There are many reasons, amongst other, the following:

  • Water is the fundamental basis for social and economic development
  • The different types of demand are increasing that is creating a conflict between different freshwater uses.
  • The urban areas are changing as it is expected that by 2030 60 % of the world population will live in cities, generating small towns and larger cities and by 2050 population living in urban areas is expected to increase reaching 66%.
  • In the general context of climate change, water is considered a vulnerable resource
  • The energy dependence of the water cycle is high and therefore lead to high cost and environmental impacts
  • Pollution of the groundwater that is the main source of freshwater supply is increasing and therefore increases the scarcity of the resource.
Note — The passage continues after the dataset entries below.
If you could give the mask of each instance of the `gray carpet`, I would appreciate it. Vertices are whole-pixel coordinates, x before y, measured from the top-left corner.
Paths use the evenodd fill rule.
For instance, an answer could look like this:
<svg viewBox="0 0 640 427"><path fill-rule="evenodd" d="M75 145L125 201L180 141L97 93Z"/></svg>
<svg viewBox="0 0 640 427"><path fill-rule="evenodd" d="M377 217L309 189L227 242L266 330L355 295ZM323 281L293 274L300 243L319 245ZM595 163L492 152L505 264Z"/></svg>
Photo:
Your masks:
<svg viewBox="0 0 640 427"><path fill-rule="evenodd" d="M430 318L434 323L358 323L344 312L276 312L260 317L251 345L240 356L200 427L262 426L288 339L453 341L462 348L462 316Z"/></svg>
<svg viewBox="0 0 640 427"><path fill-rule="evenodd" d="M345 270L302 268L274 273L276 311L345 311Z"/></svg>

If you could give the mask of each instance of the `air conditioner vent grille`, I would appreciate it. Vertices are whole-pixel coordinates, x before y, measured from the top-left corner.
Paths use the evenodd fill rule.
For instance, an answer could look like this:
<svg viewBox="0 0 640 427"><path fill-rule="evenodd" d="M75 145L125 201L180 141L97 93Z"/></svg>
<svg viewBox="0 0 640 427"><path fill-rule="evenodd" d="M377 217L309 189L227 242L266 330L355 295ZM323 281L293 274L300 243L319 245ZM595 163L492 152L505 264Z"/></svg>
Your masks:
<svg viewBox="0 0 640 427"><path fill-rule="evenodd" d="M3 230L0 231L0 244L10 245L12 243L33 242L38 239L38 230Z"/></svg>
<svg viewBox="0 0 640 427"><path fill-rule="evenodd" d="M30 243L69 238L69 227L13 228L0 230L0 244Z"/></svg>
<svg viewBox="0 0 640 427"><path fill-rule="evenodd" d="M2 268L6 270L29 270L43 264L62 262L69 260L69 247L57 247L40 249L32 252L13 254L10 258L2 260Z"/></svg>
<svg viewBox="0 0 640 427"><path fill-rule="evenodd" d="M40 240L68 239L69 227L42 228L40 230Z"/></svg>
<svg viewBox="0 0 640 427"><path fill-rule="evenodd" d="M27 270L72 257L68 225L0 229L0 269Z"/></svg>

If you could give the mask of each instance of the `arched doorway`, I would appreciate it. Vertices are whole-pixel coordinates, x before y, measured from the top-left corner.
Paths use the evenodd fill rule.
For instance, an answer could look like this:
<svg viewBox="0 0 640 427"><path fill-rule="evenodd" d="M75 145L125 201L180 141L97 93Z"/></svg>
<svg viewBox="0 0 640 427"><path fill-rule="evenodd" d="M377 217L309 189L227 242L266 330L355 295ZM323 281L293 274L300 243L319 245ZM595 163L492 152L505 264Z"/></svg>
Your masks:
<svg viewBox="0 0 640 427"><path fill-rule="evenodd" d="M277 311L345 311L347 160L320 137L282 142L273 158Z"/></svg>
Therefore, it is a complex problem that can be approached from multiple perspectives but, if it is taken in isolation, the solution will be partial.It is possible to create a system that is economically profitable but that generates a large amount of greenhouse gases that deepen one of the water problems, giving rise to a vicious circle.

A key aspect in the socioeconomic context is that the rural areas are less and less inhabited and this generates problems of viability in the water cycle especially economic. On the contrary, cities are increasingly inhabited generating an issue on water resources. The new water purification technology, such as that presented in the ECOGRANULARWATER project, must be able to adapt to these circumstances.

Transferability is one of the basic pillars of this LIFE project and Torre Cardela is a good example of the municipalities of Spain, where 62% have less than 1000 inhabitants.

So, if the solution adopted for Torre Cardela responds to the socioeconomic and environmental issues and water quality that are required for this type of population, this will be a model to be introduced in the rest of the municipalities.

To take these aspects into consideration and address them from a holistic point of view, several complementary analysis methodologies have been chosen.

Firstly a fieldwork will be done in order to know how the citizens evaluate the water supply service. To this end, a questionnaire has been designed to collect information on the satisfaction of the population with the current water service, know the evaluation that citizens have towards the supply service, applying contingent valuation methods.

Secondly, an economic and financial analysis of the new plant will be carried out through the Cost Benefit Analysis. This technique will make it possible to determine the financial viability of each of the proposals.

Finally, in the environmental aspect, an analysis of the life cycle of both the current and the new plant will be carried out in order to compare both technologies. For this analysis, and based on the research carried out, the two scenarios to be compared have been defined, the Objective and Scope, having selected a “Gate to Gate” as system limits so that it can be compared with other plants in other locations and the analysis of the Life Cycle inventory has been carried out. In the coming dates we will proceed to perform a simulation with SimaPro 8 software.

In summary, methodologies of socioeconomic and environmental analysis and their combination will be applied to address a problem that is polyhedral and thus be able to shed light on what is the degree of adjustment of the new technology proposed to this problem. The initial explorations are promising both in environmental and economic aspects but we will have to wait until the operational phase of the new plant to obtain accurate data.